Чужак притулился на высоте полутора человеческих ростов в развилке осины. Сидел на корточках, тело почти целиком скрывала накидка – не из волчьей шкуры, из рысьей – вся в пятнах, так что не враз и углядишь в мельтешении листьев и теней.
Мечеслав сделал рукой Войко знак остановиться. Сам прошёл от дерева к дереву – ещё несколько шагов вперёд.
Снизу что-то спросили. Разговор на слух на мещерский или голядский похож. «Ба», коротко ответил сидевший в ветвях. Прозвучало, как отказ. Доглядчик притом не только головы не повернул, даже глаз не отвел от того, на что смотрел. У него был курносый, как обрубленный, нос на длинном лице с резкими бледными скулами в крапинах бурых веснушек. Через кусты вдруг потянуло забродившим кобыльим молоком. Булькнуло. Крякнуло. Снова забулькало. А ещё знакомо пахло лесными конями – да и слышно было. Вот один переступил с неподкованного копыта на другое, вот другой нехотя хрупнул веткой куста. Третий фыркнул, четвертый махнул хвостом.
Трое. Один вверху, двое внизу.
А коней четверо.
С заводным, что ли? Ну не с вьючным же в дозоре сидеть.
Слева зашелестело.
Уже в прыжке взглянул в водянисто-серые, едва ли не в упор смотрящие, изумлённые глаза.
Четверо коней. И всадников четверо.
Свистнула, едва разминувшись с виском, узловатая дубинка с торчащими из раздутого толстого конца матовыми чешуйками.
Не к месту припомнилось, что мещерские бойцы, как рассказывали, собирают с побеждённых покойников не головы, как вятичи и русь, не содранную с макушки кожу с волосами, как печенеги, а выломанные челюсти, увешивая ими себя, как ожерельем.
У здешнего родича муромы, голяди и мещеры челюстей на груди не висело. Но попадать под дубинку всё едино не стоило.
Все эти мысли уместились в мгновение, когда уходил от удара и заносил меч.
– Гудай![21] – яростно завопил тот, в рысьей шкуре, с осины. За спиною затрещали кусты.
Что такое меч, вооружённый дубиною воин знал – ушёл от удара клинка ловко.
Ох, нехорошо, с четверыми в незнакомом месте драться. Мечеслав пронзительно свистнул, присел, пропуская над ухом сулицу… и не повернёшься к дубине-то затылком…
В этот момент что-то врезалось под колени обладателю дубинки, и он с непонятным, но явно бранным «Яньда!»[22] взмахнул в воздухе пошевнями.

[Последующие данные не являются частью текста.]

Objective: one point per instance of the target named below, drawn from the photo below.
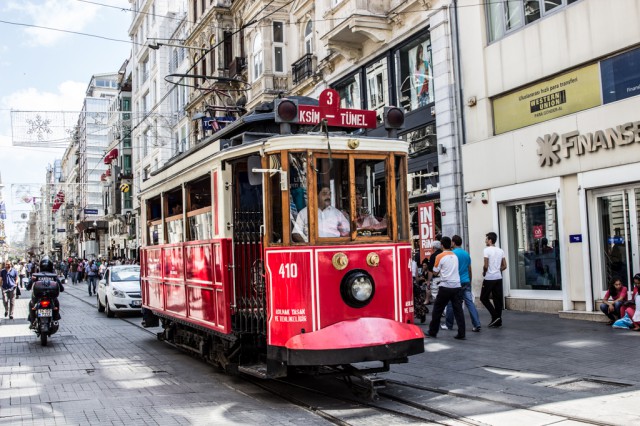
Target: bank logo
(547, 149)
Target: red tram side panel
(190, 281)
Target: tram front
(337, 252)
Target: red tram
(265, 251)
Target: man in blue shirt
(464, 269)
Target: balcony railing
(302, 69)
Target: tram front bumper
(352, 341)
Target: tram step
(256, 370)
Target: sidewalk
(573, 367)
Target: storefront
(560, 184)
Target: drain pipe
(460, 124)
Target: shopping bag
(624, 322)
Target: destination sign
(330, 110)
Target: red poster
(427, 228)
(538, 231)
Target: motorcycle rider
(46, 273)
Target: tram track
(386, 396)
(512, 405)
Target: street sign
(329, 108)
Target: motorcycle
(45, 293)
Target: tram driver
(331, 221)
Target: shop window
(534, 247)
(415, 80)
(377, 79)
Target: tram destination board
(329, 108)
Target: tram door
(250, 312)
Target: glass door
(615, 237)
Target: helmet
(46, 265)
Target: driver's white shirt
(330, 222)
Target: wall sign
(571, 92)
(553, 147)
(427, 228)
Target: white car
(119, 290)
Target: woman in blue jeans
(618, 295)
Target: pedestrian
(464, 269)
(614, 299)
(446, 266)
(494, 264)
(9, 278)
(73, 270)
(92, 274)
(433, 280)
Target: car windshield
(125, 274)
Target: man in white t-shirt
(449, 290)
(494, 264)
(331, 222)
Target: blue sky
(46, 70)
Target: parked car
(119, 290)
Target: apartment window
(212, 54)
(278, 46)
(504, 16)
(308, 37)
(415, 79)
(257, 57)
(195, 66)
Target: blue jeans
(467, 297)
(92, 284)
(616, 310)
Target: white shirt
(495, 256)
(331, 223)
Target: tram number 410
(288, 270)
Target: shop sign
(427, 228)
(568, 93)
(553, 147)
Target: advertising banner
(570, 92)
(427, 228)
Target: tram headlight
(357, 288)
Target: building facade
(551, 159)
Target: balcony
(303, 68)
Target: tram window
(275, 200)
(333, 198)
(201, 226)
(174, 231)
(371, 197)
(298, 193)
(402, 214)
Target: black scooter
(45, 292)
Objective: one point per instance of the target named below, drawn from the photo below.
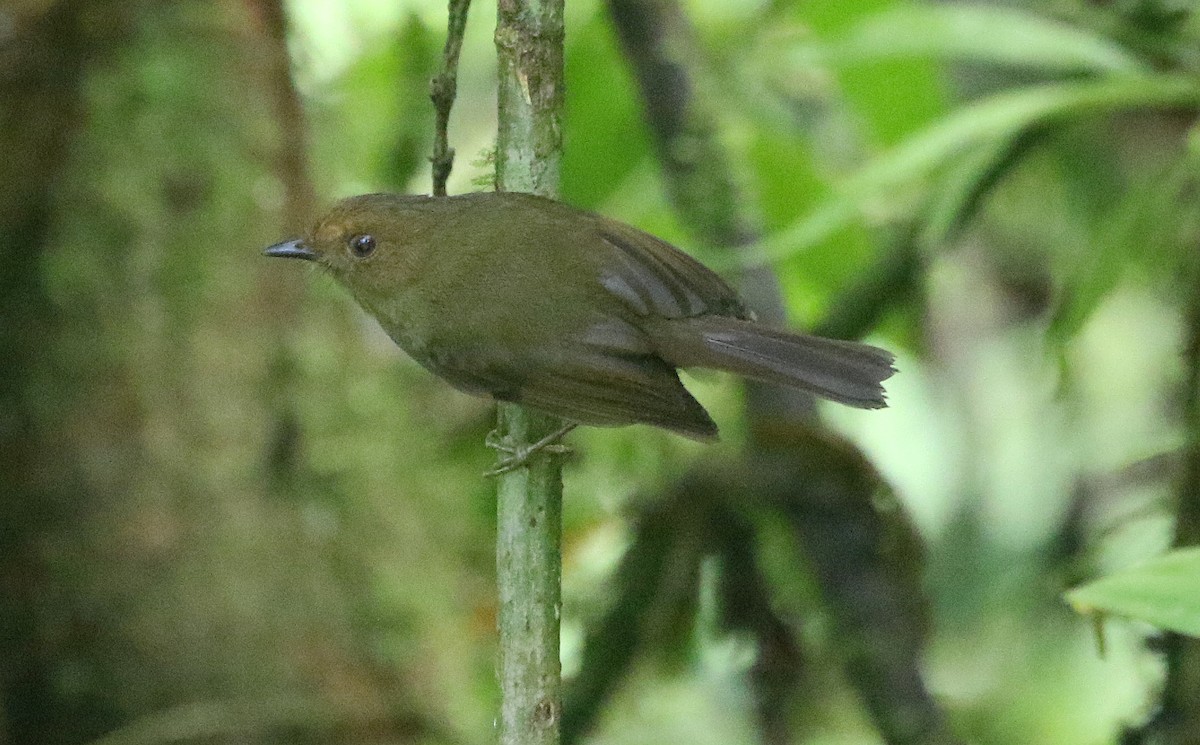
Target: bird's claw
(519, 456)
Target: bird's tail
(846, 372)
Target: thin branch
(443, 89)
(528, 544)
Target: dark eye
(361, 245)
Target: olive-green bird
(533, 301)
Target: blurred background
(232, 511)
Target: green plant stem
(528, 550)
(443, 89)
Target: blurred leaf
(993, 120)
(892, 97)
(1137, 232)
(605, 136)
(963, 187)
(973, 32)
(377, 127)
(1164, 592)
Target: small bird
(531, 300)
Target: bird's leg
(516, 457)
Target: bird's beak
(292, 250)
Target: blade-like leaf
(1164, 592)
(973, 32)
(993, 120)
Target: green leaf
(993, 120)
(973, 32)
(1164, 592)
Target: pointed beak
(292, 250)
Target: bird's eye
(361, 246)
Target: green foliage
(1164, 592)
(1003, 193)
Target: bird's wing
(653, 278)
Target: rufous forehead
(329, 232)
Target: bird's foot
(514, 457)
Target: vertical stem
(529, 49)
(443, 89)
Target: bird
(529, 300)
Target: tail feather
(847, 372)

Мечеслав немедля развернулся – как раз вовремя, чтобы рубануть мечом по занесенной над его головою руке с боевым топором. Хрустнула кость, на рыжую листву плеснуло горячим и вишнёвым, хозяин топора хрипло каркнул от боли, осев на колени. Мечеслав шарахнулся от пропоровшей плащ и свиту сулицы – ею ударили, как настоящим копьем, в упор. Тем же движением ударил по голове поднимающегося бойца с дубинкой. Дубина рухнула в опавшую листву, а за нею, заливая всё алым, повалился и враг.